The Chicago Teachers Union and the district remained far apart on terms for a new contract, despite more than a year of talks.

State law requires 75 percent of all CTU members to authorize a strike before teachers can walk out.

Union officials believe a yes vote would strengthen their bargaining position with the Emanuel administration.

“We need to have a way to convince the district and the mayor, ultimately, that things are serious, and it’s time to start negotiating seriously,” CTU Vice President Jesse Sharkey said. “At this point, negotiations are stuck going nowhere. We’re talking in circles. Teachers are frustrated about the lack of progress. They’re frustrated about the cuts that are being threatened. They’re frustrated about the violence that’s spilling over from the neighborhoods into the schools. So there’s anger, and we need some solutions at the bargaining table.”

Nicole Hand, an English teacher at Lindblom Academy, voted this morning in favor of a strike.

“Nobody wants to go on strike,” she said. “We want to be in our classrooms with our students but we’re fighting for student education.”

Hundreds of Lindbloom students showed their support by walking out of school today.

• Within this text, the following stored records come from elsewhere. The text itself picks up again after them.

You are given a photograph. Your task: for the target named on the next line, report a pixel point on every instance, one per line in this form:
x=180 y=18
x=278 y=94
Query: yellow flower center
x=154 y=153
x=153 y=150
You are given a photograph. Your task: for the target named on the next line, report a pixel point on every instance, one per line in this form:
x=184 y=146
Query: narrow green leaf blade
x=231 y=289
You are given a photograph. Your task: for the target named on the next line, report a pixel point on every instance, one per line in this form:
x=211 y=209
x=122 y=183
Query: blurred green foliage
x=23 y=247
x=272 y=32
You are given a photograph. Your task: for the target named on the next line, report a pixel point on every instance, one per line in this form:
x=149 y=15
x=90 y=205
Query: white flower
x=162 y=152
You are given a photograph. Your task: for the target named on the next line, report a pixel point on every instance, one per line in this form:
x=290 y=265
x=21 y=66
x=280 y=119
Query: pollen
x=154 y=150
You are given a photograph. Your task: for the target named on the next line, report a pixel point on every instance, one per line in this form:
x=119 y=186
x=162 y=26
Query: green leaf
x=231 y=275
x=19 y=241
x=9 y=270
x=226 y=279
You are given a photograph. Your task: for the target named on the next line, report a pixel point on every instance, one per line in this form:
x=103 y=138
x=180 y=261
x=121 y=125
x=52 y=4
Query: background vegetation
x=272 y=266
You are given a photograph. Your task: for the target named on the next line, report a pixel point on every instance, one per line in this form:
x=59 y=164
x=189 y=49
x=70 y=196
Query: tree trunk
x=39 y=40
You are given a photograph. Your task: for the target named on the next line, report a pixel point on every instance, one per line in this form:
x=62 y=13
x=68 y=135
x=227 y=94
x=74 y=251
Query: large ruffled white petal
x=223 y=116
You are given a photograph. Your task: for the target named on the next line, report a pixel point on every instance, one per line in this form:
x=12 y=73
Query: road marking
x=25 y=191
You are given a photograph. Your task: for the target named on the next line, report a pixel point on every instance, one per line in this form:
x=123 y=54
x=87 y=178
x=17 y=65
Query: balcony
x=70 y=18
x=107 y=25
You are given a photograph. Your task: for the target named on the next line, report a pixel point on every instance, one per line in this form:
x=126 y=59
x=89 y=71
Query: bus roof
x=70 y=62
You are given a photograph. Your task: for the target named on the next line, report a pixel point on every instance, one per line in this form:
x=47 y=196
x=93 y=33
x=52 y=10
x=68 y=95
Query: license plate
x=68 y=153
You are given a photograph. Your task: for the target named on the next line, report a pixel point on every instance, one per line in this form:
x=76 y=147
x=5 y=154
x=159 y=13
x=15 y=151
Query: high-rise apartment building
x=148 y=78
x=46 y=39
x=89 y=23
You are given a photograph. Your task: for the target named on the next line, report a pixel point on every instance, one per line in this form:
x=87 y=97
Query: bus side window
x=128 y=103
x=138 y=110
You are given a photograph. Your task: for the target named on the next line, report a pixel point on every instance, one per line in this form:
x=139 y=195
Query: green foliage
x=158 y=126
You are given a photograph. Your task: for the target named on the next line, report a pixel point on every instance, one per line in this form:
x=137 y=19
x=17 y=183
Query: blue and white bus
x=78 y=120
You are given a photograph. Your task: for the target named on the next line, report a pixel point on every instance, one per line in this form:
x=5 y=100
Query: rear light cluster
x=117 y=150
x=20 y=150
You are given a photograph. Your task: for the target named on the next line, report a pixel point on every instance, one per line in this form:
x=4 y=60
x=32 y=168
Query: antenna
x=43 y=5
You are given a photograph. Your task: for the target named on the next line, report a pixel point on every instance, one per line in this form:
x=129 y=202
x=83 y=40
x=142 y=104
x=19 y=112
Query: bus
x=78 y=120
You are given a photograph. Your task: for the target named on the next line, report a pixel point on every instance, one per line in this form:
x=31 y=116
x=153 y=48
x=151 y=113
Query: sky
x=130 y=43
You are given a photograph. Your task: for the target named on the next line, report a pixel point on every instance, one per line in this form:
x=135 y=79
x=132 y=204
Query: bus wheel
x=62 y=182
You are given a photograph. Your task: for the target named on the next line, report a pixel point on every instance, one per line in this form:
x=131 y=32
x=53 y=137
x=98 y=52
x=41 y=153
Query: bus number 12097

They were also protesting the school board proposal to layoff some 5,000 teachers to fill a $480 million shortfall from the state.

Students had hoped to personally deliver their message to CEO Forrest Claypool, who had an event in the building, but he managed to slip through a side door and avoid the crowd.

“We’ve seen this throughout the system,” Claypool said. “Students are organizing to fight for their schools, to fight for fair funding, for equal funding.”

Claypool went on to reiterate the need for state lawmakers to provide equal funding for Chicago schools and accused the union of not joining the fight.

“They’re basically talking about a strike instead of a solution,” he said.

Union leaders say 90 percent of the teachers voted today. They expect the rest to cast their ballots tomorrow.

Even if CTU approves a strike during the three-day voting period the union’s 27,000 teachers wouldn’t be able to walk off the job until a state-mandated “fact-finding” process is completed.

That would take 105 days, and officials with the Chicago Public Schools have said it should not begin until early February, when significant layoffs could begin without more revenue from the state.

CPS is facing a budget shortfall of nearly half a billion dollars.

If teachers ultimately decide to walk out, classes would be canceled for more than 400,000 children at more than 600 schools.